Chapter Text
Yuna always had a plan.
She needed to always be prepared; the world had a way of throwing curveballs her way. She couldn’t not have a plan for when they inevitably messed up her plans.
She had been caught off guard once when she had moved to Montreal with her father after her mother had passed.
She had been 14, trying to make sense of a new country where the language and rules were different.
She had only just gotten used to her new normal when her father remarried, and she inherited a fully formed family. A mother, two brothers, and a house that already had a rhythm, so she adjusted once again.
She started waking up early to help her mother cook and clean, stayed up late to help put her new siblings to bed, and stayed in on Sundays watching hockey with them, asking quiet questions until the rules began to make sense. She practiced her French until it stopped catching in her throat.
She made herself easy to accommodate.
Her stepmother praised her for it. Called her helpful. Dutiful. Good.
But she was sharp, always had been. She noticed how her family never seemed to accommodate her.
Conversations continued when she left the room. She was informed of decisions rather than involved in making them; she was always welcome to contribute, to help out, but no one checked up on her. She was familiar, but she never belonged.
She adjusted to this as well, working her way through school, tracking every expense, counting coins till she could finally afford to move out.
She was determined to build something entirely for herself, with no space for any doubts.
When she finally moved out, all her belongings were packed into a second-hand car. Her stepmother hugged her at the doorsteps, her father awkwardly wished her luck, and, predictably, no one asked her to stay.
She had settled into her life, perfectly executing her plan, finishing her degree, building her way up in a corporate position with no connections but simple grit.
She noticed David before she knew his name.
She saw him while she was in college, on a cold afternoon she hadn’t planned for. She had gone with a classmate to watch a hockey game. Her love for the game persisted over the years. She watched the game with her analytical gaze. Commenting on how the teams moved, taking note of their strengths and weaknesses.
And then he scored.
It wasn’t just the goal. It was the way he moved into it; clean, precise, inevitable, as if he had decided the outcome way before the puck came his way. His form was effortless, almost mathematical in its clarity.
And his eyes—bright, unmistakably blue—even from the stands.
She noticed something else, too.
A small, unfamiliar reaction, deep inside her chest.
It startled her.
So she watched more carefully.
She met him properly weeks later, through a mutual acquaintance.
Up close, he was… different from what she had expected.
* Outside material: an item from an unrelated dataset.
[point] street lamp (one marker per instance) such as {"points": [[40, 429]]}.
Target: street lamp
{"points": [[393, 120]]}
He had a warmth unlike any she had ever experienced. He laughed openly and took an interest in everything she had to say. She sensed no deceit in his clear blue eyes.
He asked questions directly and waited for her answer, without feeling the need to fill the silences with mindless chatter. He seemed not to engage in the social niceties that had always kept her on her toes. She felt oddly enamoured by this hunk of a man, who towered over her but crinkled his adorably freckled cheeks at her wry statements. A freckle was a blemish; she had watched her mother and stepmother spend hours trying to even out their complexions, softening and concealing anything that might draw attention.
David did none of that. He carried himself without correction, without the quiet, constant adjustments she had come to expect from people, as though nothing about him needed to be refined before it could be offered to the world.
She didn’t need to second-guess what he was thinking; she didn't need to translate his intentions.
There was an ease in being with David she had not anticipated.
It was not a partnership devoid of effort, but of guesswork.
They felt tangible, like they were building a life in tandem, not one where she was expected to fit into leftover space, but a labour of love built piece by piece.